El papel de la Secretaría de Bienestar Social, convertida en Secretaría de Malestar Social, es un ejemplo típico de nuestras instituciones, de esas que conforman la cacareada institucionalidad que tanto protegen y en cuyo nombre ocurren tantas desgracias. En vez de proteger a las niñas, las expuso a la trata y constantes violaciones alentadas por las autoridades del albergue. El Presidente lo explica todo porque, dice, es el país que heredaron, pero resulta que a él no se le eligió para administrar lo heredado, sino para cambiarlo y no ha movido un dedo en esa dirección, conformándose con entretener la nigua para ser uno más de la larga lista de gobernantes desentendidos de las necesidades de los guatemaltecos.
En algunas ocasiones he dicho que en Guatemala quien nace pobre está prácticamente condenado a morir pobre por la falta de oportunidades de una sociedad que no llega a entender el sentido de la justicia social, y las excepciones a la regla son muy pocas. Pero estamos frente a un ejemplo terriblemente dramático, porque las ya casi cuarenta niñas y adolescentes muertas en el incendio son una muestra de cuán severa es esa condena social de la pobreza y la marginación en un Estado que no asume su responsabilidad de promover el bien común. Muchas de ellas se habían quejado de los abusos a que eran sometidas y ante la falta de respuesta de las autoridades decidieron fugarse el martes pasado por la tarde. Movilizada la Policía logró la recaptura de un centenar de jovencitas y de ellas 56 fueron encerradas en un aula de cuatro metros cuadrados, cuya puerta se cerró con un candado puesto por la psicóloga del centro. Menuda profesional la que lo hizo.
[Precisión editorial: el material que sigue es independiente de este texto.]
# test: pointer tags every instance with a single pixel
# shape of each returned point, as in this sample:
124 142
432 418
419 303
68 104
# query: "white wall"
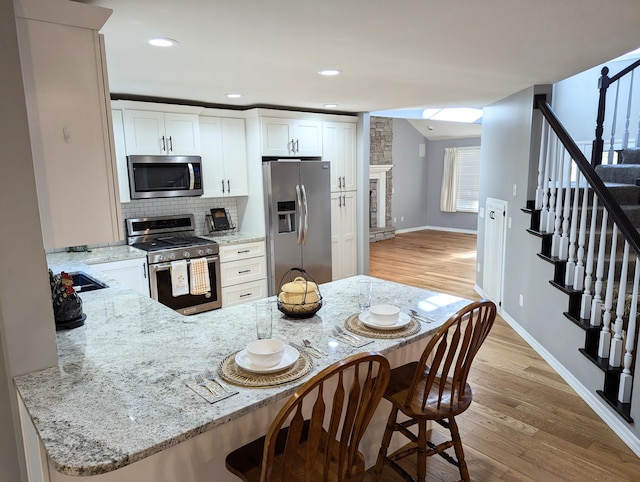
27 328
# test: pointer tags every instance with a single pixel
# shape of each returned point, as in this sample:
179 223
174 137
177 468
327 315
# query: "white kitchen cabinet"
121 155
291 137
224 156
130 272
243 272
344 248
339 148
161 133
67 96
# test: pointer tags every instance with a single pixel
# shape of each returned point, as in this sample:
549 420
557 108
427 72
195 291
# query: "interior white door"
494 229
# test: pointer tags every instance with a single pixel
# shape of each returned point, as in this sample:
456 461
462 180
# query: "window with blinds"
468 179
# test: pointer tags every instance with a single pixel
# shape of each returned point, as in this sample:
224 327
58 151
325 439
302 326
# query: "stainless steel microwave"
164 176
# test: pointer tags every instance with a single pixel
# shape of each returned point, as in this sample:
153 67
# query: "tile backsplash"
180 205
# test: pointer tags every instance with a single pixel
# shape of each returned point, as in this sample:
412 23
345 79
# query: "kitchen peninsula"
117 406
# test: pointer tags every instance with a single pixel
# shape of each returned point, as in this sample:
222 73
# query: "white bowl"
384 314
265 353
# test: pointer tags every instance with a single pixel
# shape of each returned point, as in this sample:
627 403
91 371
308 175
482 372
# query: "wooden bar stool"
325 445
435 388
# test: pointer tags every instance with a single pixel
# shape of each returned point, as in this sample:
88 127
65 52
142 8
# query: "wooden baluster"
605 333
615 355
564 238
626 379
543 187
548 228
596 304
613 127
625 136
555 239
570 271
585 307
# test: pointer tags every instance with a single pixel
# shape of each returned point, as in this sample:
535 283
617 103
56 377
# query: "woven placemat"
232 373
356 326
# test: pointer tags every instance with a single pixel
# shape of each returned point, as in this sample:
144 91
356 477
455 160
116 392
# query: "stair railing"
579 214
603 85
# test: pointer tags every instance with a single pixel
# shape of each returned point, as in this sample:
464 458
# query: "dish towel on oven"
199 279
179 279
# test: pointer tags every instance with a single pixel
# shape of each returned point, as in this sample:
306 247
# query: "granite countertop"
118 394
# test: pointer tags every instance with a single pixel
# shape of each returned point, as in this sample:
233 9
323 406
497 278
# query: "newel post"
598 142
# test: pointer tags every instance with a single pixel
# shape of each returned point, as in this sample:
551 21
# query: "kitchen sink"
83 282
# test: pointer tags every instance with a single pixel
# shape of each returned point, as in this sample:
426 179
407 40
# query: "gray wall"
510 132
409 198
433 215
417 181
27 332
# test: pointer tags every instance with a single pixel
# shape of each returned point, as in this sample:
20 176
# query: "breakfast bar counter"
117 406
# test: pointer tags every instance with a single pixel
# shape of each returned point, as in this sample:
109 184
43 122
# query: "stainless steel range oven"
170 243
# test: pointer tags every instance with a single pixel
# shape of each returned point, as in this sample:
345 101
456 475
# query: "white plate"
402 321
289 358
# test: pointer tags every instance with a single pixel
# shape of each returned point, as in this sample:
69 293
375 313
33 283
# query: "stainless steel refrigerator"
298 205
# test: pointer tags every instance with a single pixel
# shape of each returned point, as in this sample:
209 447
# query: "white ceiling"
393 54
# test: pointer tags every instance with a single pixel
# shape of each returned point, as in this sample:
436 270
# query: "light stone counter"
118 395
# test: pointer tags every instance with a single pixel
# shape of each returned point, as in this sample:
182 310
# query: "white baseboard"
592 399
436 228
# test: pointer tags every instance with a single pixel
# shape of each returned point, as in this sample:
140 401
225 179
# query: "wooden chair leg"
422 451
457 445
384 446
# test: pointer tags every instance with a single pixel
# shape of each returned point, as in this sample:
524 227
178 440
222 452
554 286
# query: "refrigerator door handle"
306 214
299 210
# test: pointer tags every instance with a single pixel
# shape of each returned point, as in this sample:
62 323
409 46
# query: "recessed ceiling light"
329 72
162 42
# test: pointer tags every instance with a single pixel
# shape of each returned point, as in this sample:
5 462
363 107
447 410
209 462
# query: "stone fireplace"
380 179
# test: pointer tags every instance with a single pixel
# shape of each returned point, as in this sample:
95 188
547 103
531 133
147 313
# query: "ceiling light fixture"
454 114
330 72
162 42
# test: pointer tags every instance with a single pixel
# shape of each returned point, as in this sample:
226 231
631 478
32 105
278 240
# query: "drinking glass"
264 320
364 294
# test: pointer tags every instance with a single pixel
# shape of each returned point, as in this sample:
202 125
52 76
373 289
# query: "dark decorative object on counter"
67 305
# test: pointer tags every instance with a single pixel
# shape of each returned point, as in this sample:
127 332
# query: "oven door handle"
154 268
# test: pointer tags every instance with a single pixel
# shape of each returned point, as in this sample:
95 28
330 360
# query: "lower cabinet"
344 248
243 273
130 272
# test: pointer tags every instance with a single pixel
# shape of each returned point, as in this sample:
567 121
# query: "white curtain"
449 192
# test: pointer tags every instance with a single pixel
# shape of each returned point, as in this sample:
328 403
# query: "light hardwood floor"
525 422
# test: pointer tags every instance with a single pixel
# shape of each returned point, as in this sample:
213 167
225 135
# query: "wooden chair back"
334 448
447 358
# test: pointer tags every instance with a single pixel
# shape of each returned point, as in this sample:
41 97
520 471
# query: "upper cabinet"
163 133
291 137
339 148
224 156
65 78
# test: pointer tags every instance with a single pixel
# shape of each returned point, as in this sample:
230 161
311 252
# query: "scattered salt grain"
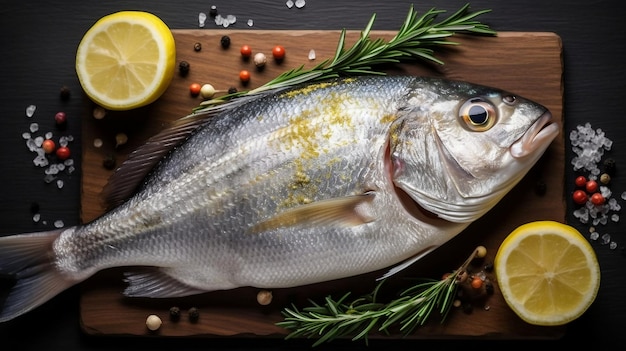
30 110
201 19
606 238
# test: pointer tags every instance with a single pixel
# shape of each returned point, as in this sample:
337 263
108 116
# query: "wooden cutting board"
529 64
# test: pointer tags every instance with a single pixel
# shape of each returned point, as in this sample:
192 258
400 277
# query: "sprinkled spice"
194 314
174 314
183 68
225 42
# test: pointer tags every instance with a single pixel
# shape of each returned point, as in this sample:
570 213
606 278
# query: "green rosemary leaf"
414 40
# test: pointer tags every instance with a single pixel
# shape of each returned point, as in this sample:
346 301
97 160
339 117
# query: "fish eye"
478 114
509 99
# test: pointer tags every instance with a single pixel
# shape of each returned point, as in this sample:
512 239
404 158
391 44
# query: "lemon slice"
126 60
548 272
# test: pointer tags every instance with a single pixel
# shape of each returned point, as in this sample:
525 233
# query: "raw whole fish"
296 186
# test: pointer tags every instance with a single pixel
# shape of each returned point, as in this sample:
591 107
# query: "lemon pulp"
547 272
126 60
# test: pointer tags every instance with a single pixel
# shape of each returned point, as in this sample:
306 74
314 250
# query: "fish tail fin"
27 259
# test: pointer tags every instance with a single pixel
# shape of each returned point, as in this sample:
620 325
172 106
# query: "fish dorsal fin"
408 262
127 177
349 210
156 283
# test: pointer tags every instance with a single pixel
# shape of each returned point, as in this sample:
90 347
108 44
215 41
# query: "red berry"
278 52
580 181
579 197
194 89
597 199
244 76
60 118
63 153
48 146
246 51
591 186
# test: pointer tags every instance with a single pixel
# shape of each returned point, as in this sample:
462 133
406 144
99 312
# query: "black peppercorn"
194 314
174 314
225 41
65 93
34 207
183 68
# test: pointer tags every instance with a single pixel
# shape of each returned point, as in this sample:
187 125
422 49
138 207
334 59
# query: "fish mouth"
539 135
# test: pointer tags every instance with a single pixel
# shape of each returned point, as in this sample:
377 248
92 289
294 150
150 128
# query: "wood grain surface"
528 64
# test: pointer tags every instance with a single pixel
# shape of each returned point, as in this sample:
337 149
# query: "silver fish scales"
297 186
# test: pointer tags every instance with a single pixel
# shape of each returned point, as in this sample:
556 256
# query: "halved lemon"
126 60
548 272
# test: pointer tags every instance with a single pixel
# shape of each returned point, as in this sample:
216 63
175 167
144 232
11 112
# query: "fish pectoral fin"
406 263
156 283
350 210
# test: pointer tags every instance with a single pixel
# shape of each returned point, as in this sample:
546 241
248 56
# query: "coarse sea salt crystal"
30 110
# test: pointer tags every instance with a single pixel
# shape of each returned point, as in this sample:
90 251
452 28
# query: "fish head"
457 148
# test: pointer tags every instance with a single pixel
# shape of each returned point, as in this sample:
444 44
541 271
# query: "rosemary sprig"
337 318
415 39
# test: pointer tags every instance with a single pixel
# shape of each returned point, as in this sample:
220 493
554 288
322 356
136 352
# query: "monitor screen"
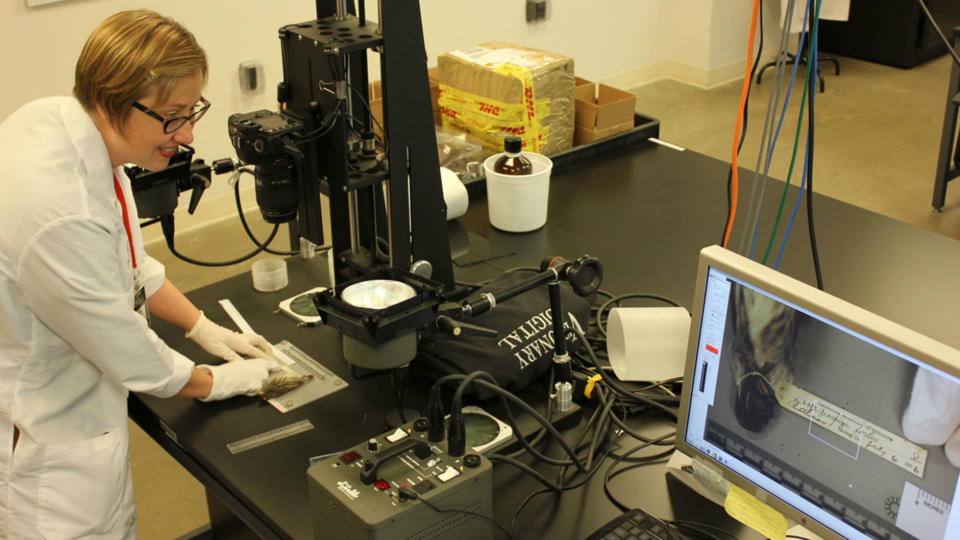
842 428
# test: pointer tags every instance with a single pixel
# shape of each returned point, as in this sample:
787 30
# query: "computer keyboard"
635 525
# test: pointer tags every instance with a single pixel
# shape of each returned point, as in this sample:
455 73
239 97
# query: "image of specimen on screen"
820 410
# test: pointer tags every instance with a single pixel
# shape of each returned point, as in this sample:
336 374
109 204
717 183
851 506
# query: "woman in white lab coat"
74 337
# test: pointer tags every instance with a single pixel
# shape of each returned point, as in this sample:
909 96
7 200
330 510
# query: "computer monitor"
836 416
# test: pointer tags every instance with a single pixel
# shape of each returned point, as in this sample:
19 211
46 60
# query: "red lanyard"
126 218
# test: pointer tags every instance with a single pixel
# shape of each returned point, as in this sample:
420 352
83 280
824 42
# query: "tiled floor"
877 136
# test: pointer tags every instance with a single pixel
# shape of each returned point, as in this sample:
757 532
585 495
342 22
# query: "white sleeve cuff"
152 275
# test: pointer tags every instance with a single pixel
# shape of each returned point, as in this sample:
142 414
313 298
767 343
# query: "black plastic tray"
644 128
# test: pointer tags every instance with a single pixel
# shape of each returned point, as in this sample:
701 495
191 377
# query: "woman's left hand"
227 344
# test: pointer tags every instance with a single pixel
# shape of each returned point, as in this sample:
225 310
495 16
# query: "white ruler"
922 514
245 327
269 437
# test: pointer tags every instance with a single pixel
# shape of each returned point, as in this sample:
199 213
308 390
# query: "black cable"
488 518
936 27
810 115
578 485
366 105
226 263
537 476
606 478
703 526
243 220
743 130
504 395
698 528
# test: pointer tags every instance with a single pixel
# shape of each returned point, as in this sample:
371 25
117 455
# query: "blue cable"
813 83
803 183
773 145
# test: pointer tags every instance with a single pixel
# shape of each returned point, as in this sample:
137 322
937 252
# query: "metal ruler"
269 437
804 485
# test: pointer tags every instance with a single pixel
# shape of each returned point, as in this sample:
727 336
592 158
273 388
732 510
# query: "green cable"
796 142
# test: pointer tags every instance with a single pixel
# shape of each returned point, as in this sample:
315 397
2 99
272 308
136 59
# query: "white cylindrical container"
454 194
519 203
648 344
269 274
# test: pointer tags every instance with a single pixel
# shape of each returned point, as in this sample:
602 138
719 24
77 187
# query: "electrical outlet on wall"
538 10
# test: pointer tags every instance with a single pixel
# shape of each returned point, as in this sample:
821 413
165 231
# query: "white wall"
607 38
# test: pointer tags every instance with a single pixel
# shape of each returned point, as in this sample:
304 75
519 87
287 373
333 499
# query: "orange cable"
736 135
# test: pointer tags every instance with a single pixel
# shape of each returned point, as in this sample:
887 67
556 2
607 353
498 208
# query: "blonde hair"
129 55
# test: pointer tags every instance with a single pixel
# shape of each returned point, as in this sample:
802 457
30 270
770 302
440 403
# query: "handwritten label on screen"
853 429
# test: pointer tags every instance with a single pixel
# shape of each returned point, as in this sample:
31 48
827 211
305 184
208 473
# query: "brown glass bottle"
512 163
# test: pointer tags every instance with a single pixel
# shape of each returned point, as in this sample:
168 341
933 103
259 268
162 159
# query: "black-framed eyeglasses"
171 125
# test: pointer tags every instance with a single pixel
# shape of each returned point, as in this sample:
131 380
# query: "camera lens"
277 193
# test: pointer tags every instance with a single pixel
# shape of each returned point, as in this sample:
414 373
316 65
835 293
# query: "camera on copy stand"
265 139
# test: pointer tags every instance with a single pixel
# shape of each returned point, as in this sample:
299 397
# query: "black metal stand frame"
948 163
325 69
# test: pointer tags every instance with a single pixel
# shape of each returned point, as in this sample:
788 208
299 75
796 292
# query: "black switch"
424 487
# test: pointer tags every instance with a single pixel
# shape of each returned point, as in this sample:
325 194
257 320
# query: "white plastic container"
269 274
648 344
519 203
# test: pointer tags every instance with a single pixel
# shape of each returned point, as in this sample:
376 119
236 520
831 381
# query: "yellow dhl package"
496 89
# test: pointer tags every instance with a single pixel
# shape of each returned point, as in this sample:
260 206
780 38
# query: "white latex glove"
933 415
227 344
236 378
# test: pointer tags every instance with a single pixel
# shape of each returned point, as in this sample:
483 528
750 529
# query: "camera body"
258 137
265 139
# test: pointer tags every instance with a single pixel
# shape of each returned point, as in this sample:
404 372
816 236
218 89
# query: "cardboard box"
497 89
600 106
583 135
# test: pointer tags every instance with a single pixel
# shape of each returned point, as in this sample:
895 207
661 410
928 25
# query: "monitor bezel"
909 342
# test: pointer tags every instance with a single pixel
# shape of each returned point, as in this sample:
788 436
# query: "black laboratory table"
646 211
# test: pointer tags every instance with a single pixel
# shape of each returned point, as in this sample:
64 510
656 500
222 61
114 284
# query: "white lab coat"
71 345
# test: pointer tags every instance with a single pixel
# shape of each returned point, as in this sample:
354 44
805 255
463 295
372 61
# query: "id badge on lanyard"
139 291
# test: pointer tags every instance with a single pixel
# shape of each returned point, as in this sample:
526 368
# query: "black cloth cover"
524 347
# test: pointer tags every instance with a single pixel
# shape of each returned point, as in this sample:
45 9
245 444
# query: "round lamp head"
377 293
No me puedo quitar de la cabeza la idea de esas jovencitas queriendo llamar la atención prendiendo fuego a las colchonetas para que les abrieran la puerta, sin entender que terminarían horriblemente carbonizadas porque nadie quitó el candado hasta que fue demasiado tarde. Jovencitas que en pocos años sufrieron lo que ninguno de nosotros quisiera para nadie, no digamos para alguno de los niños y niñas de nuestras familias. Jovencitas que vivieron todo el tiempo abusadas y despreciadas por sus padres, hermanos, parientes y por el Estado que supuestamente las iba a proteger al colocarlas en un Hogar Seguro que terminó siendo el epicentro de un prolongado martirio.
Como padre y abuelo me siento conmovido y afectado porque no hay derecho para que ningún niño sufra tanto y, menos aún, a manos de autoridades llamadas a cuidarlos y protegerlos. Siento asco y repudio por esa gente que se ensañó hasta hacerles la vida absolutamente imposible.